Domini Velasquez, chief economist at China Banking Corp., said the figures may have been caused by strict credit standards imposed by banks in 2021. As she sees it, cooperatives within the sector are in for a fight. 

“Moving forward, the challenge will be to have stronger agricultural cooperatives so that they can leverage their case to banks,” Velasquez said in a Viber message. 

The data showed that 65% of banks who responded to the BSP survey required and accepted loan securities, most of which were real estate mortgages.

The same BSP report showed that 76% of banks surveyed are looking to boosting lending to the agricultural sector in the next 12 months. Most thrift banks were keen on expanding their agricultural loan portfolio. 

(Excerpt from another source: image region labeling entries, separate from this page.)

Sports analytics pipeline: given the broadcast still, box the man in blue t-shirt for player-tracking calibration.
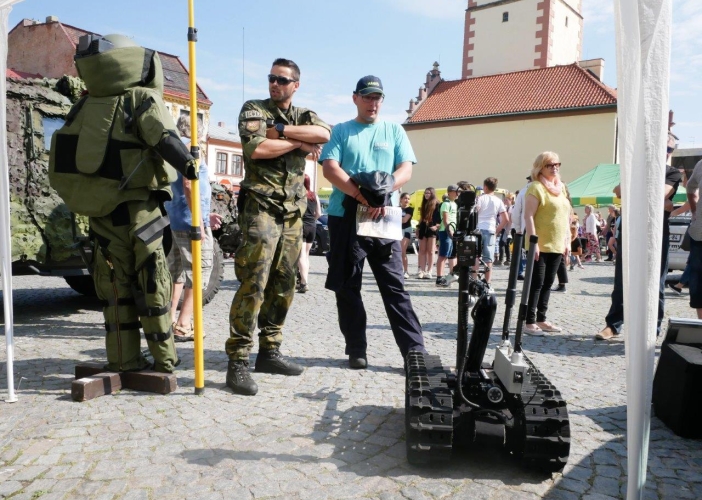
[320,76,426,369]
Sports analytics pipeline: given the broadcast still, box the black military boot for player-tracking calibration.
[227,359,258,396]
[256,349,305,375]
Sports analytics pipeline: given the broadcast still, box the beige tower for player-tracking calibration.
[461,0,583,78]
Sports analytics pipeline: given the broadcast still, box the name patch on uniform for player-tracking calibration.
[246,120,261,132]
[242,109,263,120]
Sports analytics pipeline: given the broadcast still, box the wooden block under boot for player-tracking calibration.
[71,372,122,401]
[120,370,178,394]
[75,363,109,378]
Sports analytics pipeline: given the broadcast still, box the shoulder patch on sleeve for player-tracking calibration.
[245,120,261,132]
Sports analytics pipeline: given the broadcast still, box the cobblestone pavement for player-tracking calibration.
[0,256,702,500]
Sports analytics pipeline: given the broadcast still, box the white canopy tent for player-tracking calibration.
[0,0,672,499]
[614,0,672,499]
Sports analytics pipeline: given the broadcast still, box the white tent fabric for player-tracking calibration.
[0,0,21,403]
[614,0,672,499]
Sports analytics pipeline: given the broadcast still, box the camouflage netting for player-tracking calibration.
[7,77,88,264]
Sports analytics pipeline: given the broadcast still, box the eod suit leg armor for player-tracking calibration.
[49,35,197,372]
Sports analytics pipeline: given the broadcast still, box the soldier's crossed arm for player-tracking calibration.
[239,101,302,160]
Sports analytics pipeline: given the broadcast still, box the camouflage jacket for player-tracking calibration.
[239,99,331,218]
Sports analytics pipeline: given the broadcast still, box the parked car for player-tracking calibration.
[668,212,692,271]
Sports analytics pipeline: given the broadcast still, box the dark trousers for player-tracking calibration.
[605,229,670,335]
[556,258,568,285]
[329,217,426,359]
[526,252,563,325]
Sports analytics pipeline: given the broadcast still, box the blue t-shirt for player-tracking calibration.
[164,161,212,231]
[319,120,417,217]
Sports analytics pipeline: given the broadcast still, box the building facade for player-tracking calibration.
[461,0,583,78]
[404,64,617,191]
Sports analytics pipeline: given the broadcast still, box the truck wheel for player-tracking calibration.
[63,274,97,297]
[178,239,224,310]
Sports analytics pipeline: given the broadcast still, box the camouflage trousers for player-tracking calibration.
[225,197,302,360]
[90,199,178,373]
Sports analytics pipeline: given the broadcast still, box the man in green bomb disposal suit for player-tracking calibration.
[49,35,197,373]
[225,59,330,396]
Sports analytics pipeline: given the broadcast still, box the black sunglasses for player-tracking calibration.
[268,75,297,85]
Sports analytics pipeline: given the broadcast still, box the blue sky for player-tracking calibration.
[9,0,702,147]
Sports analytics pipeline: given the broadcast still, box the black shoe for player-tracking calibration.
[349,356,368,370]
[256,349,305,375]
[227,359,258,396]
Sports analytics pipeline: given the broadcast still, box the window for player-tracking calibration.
[232,155,242,177]
[216,153,227,174]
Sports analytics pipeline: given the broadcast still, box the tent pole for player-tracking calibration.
[0,2,17,403]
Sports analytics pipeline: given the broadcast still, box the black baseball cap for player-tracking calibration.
[354,75,383,95]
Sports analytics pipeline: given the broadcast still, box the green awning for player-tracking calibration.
[568,163,687,207]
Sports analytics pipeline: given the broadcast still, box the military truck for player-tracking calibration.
[7,76,224,304]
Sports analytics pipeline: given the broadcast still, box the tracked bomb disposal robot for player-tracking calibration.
[405,191,570,472]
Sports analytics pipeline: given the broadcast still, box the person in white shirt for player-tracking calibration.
[473,177,509,283]
[584,205,602,262]
[509,175,531,280]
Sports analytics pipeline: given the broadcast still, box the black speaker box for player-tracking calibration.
[652,342,702,438]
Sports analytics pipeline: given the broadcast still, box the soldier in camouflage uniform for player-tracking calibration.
[225,59,330,395]
[49,35,197,373]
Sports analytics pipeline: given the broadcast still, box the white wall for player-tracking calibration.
[549,0,582,66]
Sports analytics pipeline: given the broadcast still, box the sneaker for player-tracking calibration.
[595,326,618,340]
[536,321,563,333]
[256,348,305,375]
[227,359,258,396]
[522,323,544,337]
[349,356,368,370]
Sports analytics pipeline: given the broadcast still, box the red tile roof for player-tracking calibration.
[405,64,617,124]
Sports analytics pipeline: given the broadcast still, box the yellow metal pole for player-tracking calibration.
[188,0,205,394]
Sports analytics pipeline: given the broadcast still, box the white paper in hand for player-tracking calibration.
[356,205,402,241]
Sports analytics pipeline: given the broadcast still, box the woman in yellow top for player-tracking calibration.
[524,151,570,336]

“More than just access to loans, increasing agricultural productivity through access to cheaper farm inputs, use of big data to assess demand-supply mismatch, better post-harvest facilities, and investments in research and development should help the country's plight in addressing food security,” Velasquez added. 

Nicholas Antonio Mapa, senior economist at ING Bank in Manila, said the sector’s plight hit hard since the country is struggling with rising inflation. 

“The sector is in need of support and investments and the recent amendments to the Agri-Agra Law will hopefully help channel credit to this sector,” he said. 

On the other hand, Leonardo Lanzona, an economist at Ateneo De Manila university, considers this an optimal way that the financial sector can engage with the agriculture sector. 

“Financial institutions however are not incentivized to operate in agriculture which is susceptible to calamities and  natural disasters, making any engaging risky. The government can thus play a major role by supporting insurance markets in agriculture,” he said.